For most new projects, the choice is straightforward — build an MCP app.

What should you build today?

The decision depends on your use case, timeline, and technical resources.

Build a Custom GPT if...

  • Your tool is text-only and does not need rich UI. A writing assistant with custom instructions. A research helper with uploaded knowledge files.
  • Your tool is ChatGPT-specific and does not need to work on other platforms.
  • You want no-code simplicity and do not need API connections. Just instructions and knowledge files.
  • You are prototyping quickly and want something live in minutes, not hours.

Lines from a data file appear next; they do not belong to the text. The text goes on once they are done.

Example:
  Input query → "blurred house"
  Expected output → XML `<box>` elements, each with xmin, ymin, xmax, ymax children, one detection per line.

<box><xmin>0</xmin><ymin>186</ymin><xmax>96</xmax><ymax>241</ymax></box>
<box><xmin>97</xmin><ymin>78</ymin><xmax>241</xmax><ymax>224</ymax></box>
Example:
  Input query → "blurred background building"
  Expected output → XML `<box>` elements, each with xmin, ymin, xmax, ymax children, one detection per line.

Custom GPTs are good for configured chat experiences. They are limited but fast to create.

Build an MCP app if...

  • Your tool needs rich interactive UI — product cards, data tables, charts, forms.
  • You want cross-platform compatibility — one build that works on ChatGPT, Claude, Cursor, and more.
  • You are connecting to external APIs for real-time data.
  • You want access to the app directory and ChatGPT's 900M+ users.
  • You are building something you expect to maintain and grow over time.

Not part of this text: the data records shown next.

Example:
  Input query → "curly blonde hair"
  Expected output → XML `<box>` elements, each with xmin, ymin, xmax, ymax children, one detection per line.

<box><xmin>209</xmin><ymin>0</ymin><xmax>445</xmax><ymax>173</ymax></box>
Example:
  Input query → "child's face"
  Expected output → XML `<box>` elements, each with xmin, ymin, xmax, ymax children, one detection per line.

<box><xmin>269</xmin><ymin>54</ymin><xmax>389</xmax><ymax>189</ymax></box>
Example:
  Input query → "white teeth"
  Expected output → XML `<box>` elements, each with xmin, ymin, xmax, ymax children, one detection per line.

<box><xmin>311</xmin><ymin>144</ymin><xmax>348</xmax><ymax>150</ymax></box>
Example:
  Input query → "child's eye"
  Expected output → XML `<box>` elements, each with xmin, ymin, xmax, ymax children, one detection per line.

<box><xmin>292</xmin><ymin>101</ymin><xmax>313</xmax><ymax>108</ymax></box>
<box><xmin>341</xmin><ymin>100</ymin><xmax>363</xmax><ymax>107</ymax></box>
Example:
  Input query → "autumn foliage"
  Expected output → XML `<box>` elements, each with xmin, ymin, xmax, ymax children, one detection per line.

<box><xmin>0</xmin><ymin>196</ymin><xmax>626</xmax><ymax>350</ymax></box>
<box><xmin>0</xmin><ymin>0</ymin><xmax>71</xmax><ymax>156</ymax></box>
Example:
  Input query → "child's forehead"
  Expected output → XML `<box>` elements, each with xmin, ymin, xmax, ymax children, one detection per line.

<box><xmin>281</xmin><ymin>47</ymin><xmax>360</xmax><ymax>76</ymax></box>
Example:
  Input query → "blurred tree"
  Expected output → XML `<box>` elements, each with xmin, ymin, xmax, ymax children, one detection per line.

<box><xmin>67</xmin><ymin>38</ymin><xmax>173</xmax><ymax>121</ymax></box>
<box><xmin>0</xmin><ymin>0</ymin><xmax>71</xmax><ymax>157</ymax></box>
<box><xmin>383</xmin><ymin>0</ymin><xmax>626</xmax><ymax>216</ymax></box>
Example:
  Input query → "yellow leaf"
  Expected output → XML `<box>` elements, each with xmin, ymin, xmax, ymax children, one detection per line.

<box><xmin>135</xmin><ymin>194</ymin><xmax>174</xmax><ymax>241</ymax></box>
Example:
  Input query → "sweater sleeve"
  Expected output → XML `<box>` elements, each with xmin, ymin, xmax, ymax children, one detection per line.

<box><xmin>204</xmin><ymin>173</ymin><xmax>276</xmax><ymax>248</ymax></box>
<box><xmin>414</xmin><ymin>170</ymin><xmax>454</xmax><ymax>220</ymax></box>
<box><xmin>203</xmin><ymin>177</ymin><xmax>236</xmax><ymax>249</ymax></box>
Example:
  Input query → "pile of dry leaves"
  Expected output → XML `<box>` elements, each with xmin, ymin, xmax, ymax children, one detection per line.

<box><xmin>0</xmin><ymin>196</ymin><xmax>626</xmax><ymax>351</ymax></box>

MCP apps are the strategic investment. They are more capable, more portable, and aligned with where the industry is heading.

How to build an MCP app

Two paths. You can build from scratch with the TypeScript SDK or Python SDK, which gives you full control but requires protocol expertise, server infrastructure, and weeks of development.

Or you can use a visual builder like drio to build the tool visually, connect APIs, design widget responses, and deploy to all MCP clients with one click. That path takes minutes. For a walkthrough, see How to Add MCP Tools to ChatGPT or Build AI Apps Without Code.

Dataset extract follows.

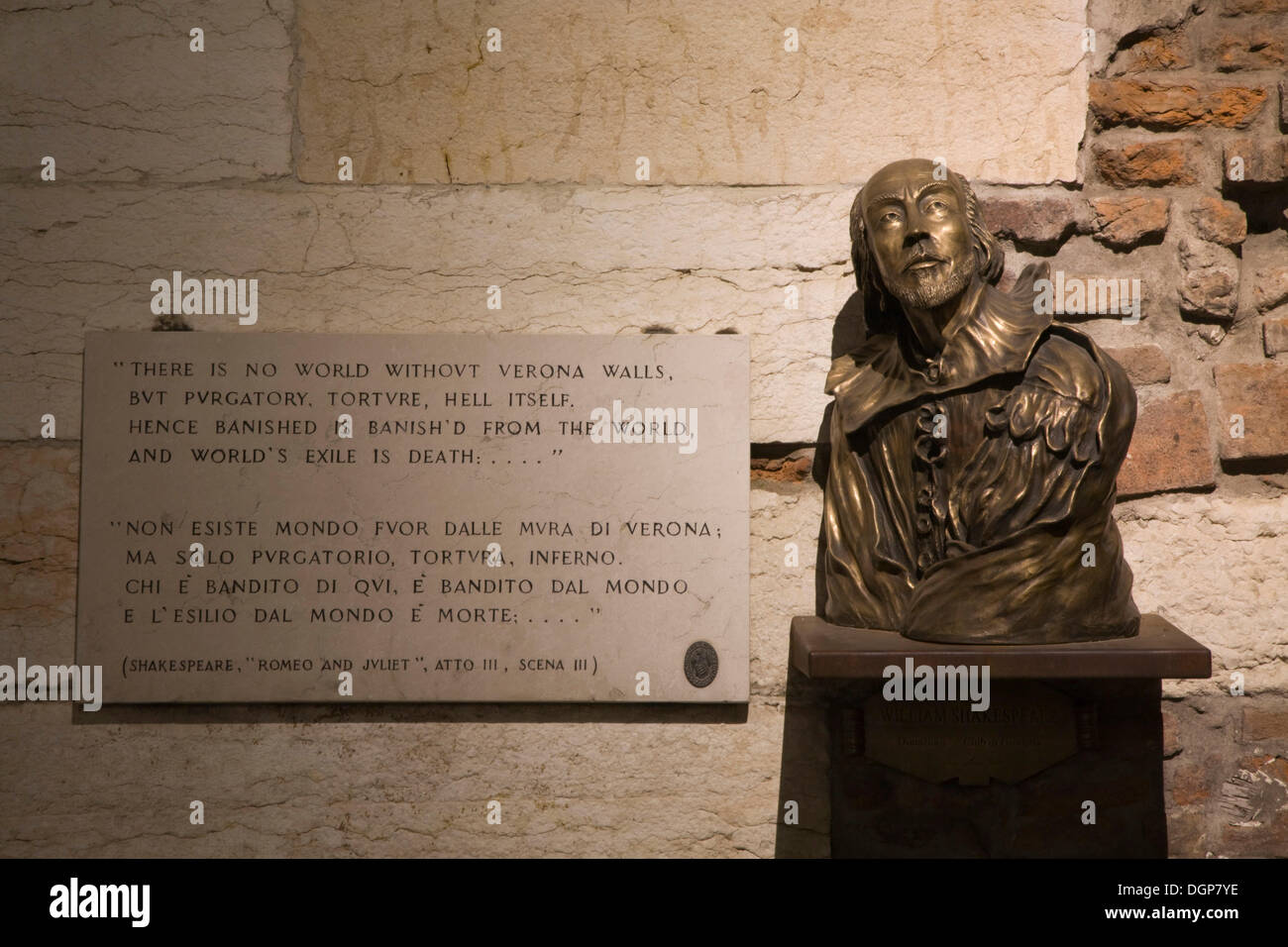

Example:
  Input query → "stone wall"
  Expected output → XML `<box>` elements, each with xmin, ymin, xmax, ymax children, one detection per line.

<box><xmin>0</xmin><ymin>0</ymin><xmax>1288</xmax><ymax>857</ymax></box>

What happens to existing Custom GPTs

Custom GPTs are not going away immediately. OpenAI has not announced a deprecation timeline, and millions of GPTs are in active use. But the investment signals are clear — apps are getting the new features, the directory, the partner attention, and the platform support.

If you have a Custom GPT with Actions, the smart move is to plan a migration to MCP. The underlying API logic stays the same — you are wrapping the same endpoints in a different protocol. The benefit is portability and richer UI.

If you have a Custom GPT that is just instructions and knowledge files (no Actions), there is less urgency. Those GPTs do not have an MCP equivalent because they do not call external tools. They might eventually be subsumed into a broader "agent" framework, but for now they work fine as-is.

Takeaways

  • Three generations: Plugin beta (proprietary, never fully launched) to Custom GPTs (proprietary, still active) to MCP Apps (open standard, primary path).
  • MCP is the winner. OpenAI adopting an Anthropic-created open standard is the clearest signal that MCP is the long-term foundation.
  • Apps and Actions are mutually exclusive — you cannot mix them in a single GPT.
  • Custom GPTs still work for simple text-only, ChatGPT-specific experiences. MCP apps are better for everything else.
  • Build for MCP. Whether you use the SDK or a visual builder, MCP apps give you rich UI, cross-platform reach, and future-proof architecture.

Every proprietary platform eventually adopts or gets replaced by an open standard. ChatGPT's tool ecosystem just completed that transition in record time.